Stewardship / Resistance Scan for May 07, 2020

News brief

IDSA urges changes to national sepsis care measures

The Infectious Diseases Society of America (IDSA) and five other medical organizations are urging changes to a national set of care measures for sepsis patients, with the aim of reducing unnecessary antibiotic use in patients who may not need them.

In a paper published yesterday in Clinical Infectious Disease, members of the IDSA Sepsis Task Force argued that the Centers for Medicare and Medicaid Services' (CMS's) Severe Sepsis and Septic Shock Early Management Bundle (SEP-1), which was implemented in 2015, has the potential to drive antibiotic overuse because it does not account for the high rate of sepsis overdiagnosis and encourages aggressive antibiotics for all patients with possible sepsis, regardless of the certainty of diagnosis or severity of illness.
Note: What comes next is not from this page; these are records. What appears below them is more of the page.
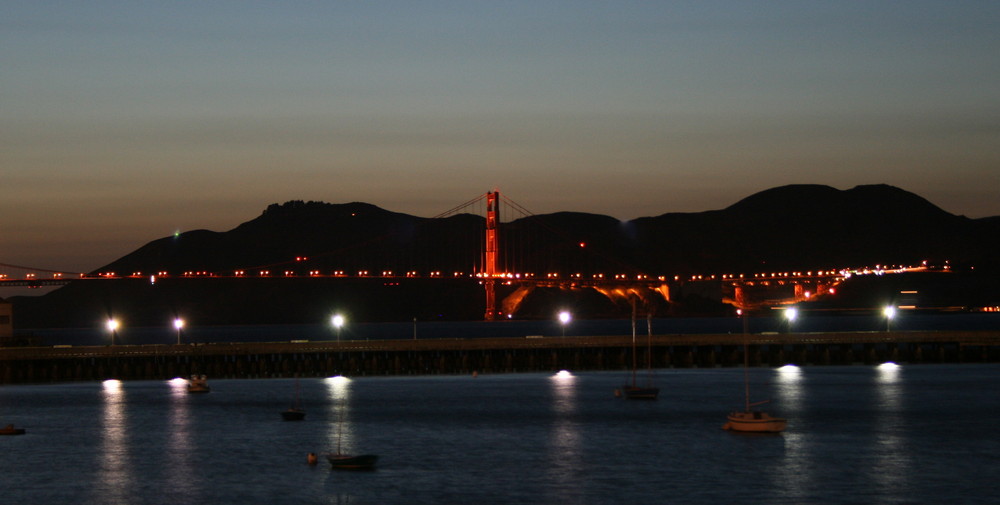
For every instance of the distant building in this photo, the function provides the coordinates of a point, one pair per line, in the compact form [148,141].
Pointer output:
[6,321]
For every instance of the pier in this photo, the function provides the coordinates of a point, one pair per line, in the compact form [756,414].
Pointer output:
[21,365]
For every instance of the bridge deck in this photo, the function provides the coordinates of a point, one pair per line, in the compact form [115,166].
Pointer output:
[973,338]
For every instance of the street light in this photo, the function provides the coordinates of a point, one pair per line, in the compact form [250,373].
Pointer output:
[889,313]
[113,328]
[178,324]
[337,321]
[564,318]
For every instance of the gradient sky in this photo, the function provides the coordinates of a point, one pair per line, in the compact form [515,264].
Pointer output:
[125,121]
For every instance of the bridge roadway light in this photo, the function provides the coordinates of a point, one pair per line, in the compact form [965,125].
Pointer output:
[564,318]
[113,328]
[338,322]
[178,325]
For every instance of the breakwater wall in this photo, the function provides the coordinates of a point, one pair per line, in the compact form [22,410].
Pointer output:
[486,355]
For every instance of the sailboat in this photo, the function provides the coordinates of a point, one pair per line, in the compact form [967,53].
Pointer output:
[633,391]
[295,412]
[340,461]
[752,421]
[198,384]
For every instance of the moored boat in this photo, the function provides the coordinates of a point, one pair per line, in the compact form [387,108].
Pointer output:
[352,462]
[754,422]
[749,420]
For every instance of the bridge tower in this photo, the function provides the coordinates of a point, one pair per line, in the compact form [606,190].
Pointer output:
[490,261]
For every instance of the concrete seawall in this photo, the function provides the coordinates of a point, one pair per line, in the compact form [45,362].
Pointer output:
[20,365]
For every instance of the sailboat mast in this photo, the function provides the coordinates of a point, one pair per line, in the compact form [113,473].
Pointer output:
[746,363]
[649,346]
[634,362]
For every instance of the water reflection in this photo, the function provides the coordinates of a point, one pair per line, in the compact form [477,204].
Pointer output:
[565,441]
[795,474]
[114,475]
[339,392]
[891,463]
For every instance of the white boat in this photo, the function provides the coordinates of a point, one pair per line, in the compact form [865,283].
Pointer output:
[198,384]
[749,420]
[752,421]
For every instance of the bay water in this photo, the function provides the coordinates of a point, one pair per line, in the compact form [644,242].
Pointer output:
[889,434]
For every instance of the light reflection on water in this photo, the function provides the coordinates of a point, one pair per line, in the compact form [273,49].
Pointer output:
[519,438]
[891,465]
[564,447]
[114,468]
[339,436]
[795,474]
[180,446]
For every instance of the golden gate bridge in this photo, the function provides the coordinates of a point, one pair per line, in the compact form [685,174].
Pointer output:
[497,264]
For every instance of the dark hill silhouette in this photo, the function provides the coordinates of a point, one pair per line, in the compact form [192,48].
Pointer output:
[789,227]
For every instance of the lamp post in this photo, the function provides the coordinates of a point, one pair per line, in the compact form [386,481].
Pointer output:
[337,321]
[889,312]
[178,324]
[564,318]
[113,328]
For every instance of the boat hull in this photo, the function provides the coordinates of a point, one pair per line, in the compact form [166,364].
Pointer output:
[637,393]
[754,422]
[348,462]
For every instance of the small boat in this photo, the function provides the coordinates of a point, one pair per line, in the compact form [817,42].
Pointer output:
[295,412]
[752,421]
[348,462]
[633,391]
[198,384]
[11,430]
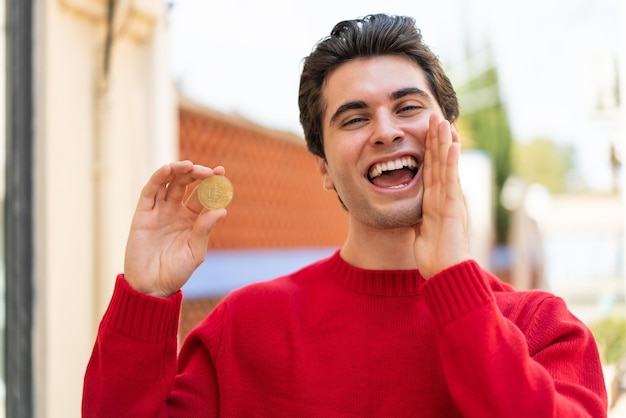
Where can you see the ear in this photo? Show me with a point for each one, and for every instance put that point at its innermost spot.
(322, 166)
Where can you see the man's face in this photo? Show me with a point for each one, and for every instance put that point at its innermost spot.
(374, 133)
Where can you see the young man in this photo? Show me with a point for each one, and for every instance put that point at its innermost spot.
(400, 322)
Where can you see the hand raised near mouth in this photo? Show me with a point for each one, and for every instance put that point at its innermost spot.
(442, 237)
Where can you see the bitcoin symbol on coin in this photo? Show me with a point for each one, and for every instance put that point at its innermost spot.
(215, 192)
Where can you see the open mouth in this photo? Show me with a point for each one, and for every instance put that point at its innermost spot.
(393, 174)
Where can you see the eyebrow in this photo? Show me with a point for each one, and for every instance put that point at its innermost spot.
(360, 104)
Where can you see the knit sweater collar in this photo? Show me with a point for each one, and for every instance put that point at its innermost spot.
(373, 282)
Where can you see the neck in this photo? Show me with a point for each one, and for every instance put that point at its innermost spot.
(379, 249)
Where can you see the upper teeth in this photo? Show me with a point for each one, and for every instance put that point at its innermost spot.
(378, 168)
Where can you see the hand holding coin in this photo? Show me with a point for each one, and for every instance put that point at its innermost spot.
(215, 192)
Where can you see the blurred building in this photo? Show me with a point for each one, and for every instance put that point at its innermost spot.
(280, 218)
(100, 114)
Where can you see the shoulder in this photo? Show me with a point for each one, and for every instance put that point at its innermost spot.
(540, 315)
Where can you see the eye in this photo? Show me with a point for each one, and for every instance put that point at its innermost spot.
(354, 121)
(410, 109)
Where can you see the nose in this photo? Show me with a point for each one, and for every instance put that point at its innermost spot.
(386, 129)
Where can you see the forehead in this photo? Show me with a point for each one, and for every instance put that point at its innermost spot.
(368, 79)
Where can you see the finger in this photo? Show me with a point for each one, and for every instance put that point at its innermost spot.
(155, 186)
(201, 232)
(177, 189)
(432, 157)
(444, 142)
(193, 203)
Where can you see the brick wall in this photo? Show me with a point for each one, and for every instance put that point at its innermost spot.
(278, 200)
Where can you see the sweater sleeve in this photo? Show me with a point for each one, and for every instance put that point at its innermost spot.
(542, 362)
(132, 368)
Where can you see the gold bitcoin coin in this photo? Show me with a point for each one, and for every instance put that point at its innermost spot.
(215, 192)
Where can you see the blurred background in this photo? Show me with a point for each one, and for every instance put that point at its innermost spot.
(99, 93)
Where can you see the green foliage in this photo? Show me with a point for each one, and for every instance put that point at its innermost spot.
(544, 162)
(486, 121)
(610, 335)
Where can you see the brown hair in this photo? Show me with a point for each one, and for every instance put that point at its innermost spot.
(367, 37)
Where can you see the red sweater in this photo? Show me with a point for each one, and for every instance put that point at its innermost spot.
(332, 340)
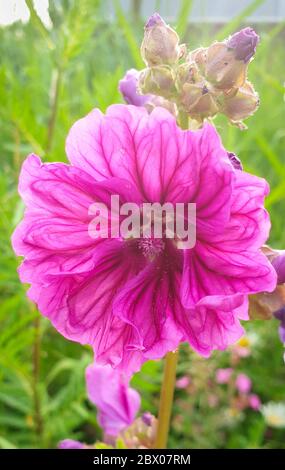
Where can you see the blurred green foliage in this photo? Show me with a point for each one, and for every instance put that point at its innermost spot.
(48, 79)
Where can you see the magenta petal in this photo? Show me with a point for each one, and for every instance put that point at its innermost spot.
(152, 152)
(210, 270)
(214, 323)
(116, 401)
(149, 302)
(249, 223)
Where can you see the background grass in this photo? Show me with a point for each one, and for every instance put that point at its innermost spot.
(48, 79)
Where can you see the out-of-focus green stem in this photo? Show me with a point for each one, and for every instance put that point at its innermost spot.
(183, 120)
(39, 24)
(55, 92)
(166, 400)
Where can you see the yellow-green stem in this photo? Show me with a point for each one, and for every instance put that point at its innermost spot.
(183, 120)
(166, 400)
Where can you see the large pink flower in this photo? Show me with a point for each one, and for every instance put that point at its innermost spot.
(129, 299)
Of particular concern is that SEP-1 stipulates the same time-to-antibiotic goal for both sepsis and septic shock, even though the association between time-to-antibiotics and mortality is much stronger for septic shock than for sepsis without shock.

"IDSA believes the perception that any delays in antibiotic therapy lead to worse outcomes for patients with sepsis, regardless of the severity of illness, contributes to inappropriate antibiotic prescribing and is the wrong message to communicate to providers," the authors wrote.

Among the recommendations outlined in the paper is removing sepsis without shock from SEP-1 to mitigate the risk of inappropriate antibiotics for patients with signs and symptoms resembling sepsis but with a low likelihood of infection. The recommendations also urge that SEP-1 continue to focus on obtaining blood cultures before giving antibiotics, versus after, and that antibiotics be administered within 1 hour of septic shock being recognized. But they call for the criteria for septic shock to be simplified.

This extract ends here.